Manque de moyens, manque de personnel, manque de prise de conscience du changement climatique et de leurs difficultés, les sapeurs-pompiers sont à bout. Au niveau national, les syndicats ont déposé un préavis de grève du 8 septembre au 20 octobre.

Dans les Deux-Sèvres, le constat fait à l’échelle nationale est le même : les moyens manquent chez les sapeurs-pompiers et, plus que les moyens, la prise de conscience du réchauffement climatique. "Les véhicules qui devaient être achetés par l'État, ils ont été remplacés. Il n'y en a pas eu en plus", déplore Sébastien L'Hériteau, adjudant-chef à Niort et représentant du premier syndicat de la profession, la FA/SPP. "On arrive à la rupture", ajoute-t-il.

Les agriculteurs compensent le manque de matériel

Sur les incendies dans les Deux-Sèvres, les agriculteurs étaient présents avec des citernes à lisier transformées en citernes à eau. "Ils ont du matériel que l'on n'a pas", affirme le sapeur-pompier professionnel. Sébastien L'Hériteau salue le soutien des agriculteurs et voudrait l'optimiser en les aidant à s'organiser sur les interventions.

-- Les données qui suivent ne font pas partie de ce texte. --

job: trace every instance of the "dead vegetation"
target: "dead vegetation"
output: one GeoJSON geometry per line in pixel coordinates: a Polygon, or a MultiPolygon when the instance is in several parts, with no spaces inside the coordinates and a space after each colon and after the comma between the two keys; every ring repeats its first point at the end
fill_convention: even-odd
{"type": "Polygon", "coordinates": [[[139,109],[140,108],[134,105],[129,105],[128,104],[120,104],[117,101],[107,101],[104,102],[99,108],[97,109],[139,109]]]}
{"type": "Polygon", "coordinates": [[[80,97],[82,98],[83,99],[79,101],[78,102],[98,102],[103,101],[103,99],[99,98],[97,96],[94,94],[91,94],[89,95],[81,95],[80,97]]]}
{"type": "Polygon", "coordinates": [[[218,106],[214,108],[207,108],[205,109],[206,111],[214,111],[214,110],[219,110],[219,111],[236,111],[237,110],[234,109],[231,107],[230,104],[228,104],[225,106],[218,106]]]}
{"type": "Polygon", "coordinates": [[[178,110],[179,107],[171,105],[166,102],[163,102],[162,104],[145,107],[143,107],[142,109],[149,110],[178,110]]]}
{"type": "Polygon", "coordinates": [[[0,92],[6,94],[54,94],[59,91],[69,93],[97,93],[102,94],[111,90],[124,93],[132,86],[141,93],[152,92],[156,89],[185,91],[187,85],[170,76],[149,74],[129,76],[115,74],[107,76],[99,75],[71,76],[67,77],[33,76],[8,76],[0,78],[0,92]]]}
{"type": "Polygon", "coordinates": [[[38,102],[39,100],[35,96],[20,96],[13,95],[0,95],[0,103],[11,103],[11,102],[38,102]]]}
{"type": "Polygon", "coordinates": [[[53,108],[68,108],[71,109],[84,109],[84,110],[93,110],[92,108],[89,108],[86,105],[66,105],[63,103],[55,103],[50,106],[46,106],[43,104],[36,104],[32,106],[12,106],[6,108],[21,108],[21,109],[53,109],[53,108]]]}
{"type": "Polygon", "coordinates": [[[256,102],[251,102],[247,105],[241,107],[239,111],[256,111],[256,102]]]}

Sapeur-pompier : un métier pas assez reconnu, d'après le syndicat

Parmi les réclamations que font les sapeurs-pompiers auprès de l'État, il y a plus de reconnaissance. Cela passe notamment par la qualification du métier comme "insalubre". Une catégorie qui regroupe les métiers qui nuisent à la santé, à cause de la saleté, des microbes, des produits chimiques ou de la pollution. Cette reconnaissance permettrait aux sapeurs-pompiers d'être éligibles à une prime de risque et d'insalubrité, ainsi qu'à une majoration des heures travaillées.

Les pompiers professionnels iront présenter leurs revendications lors de la  journée d'action de la fonction publique, le 29 septembre à Paris.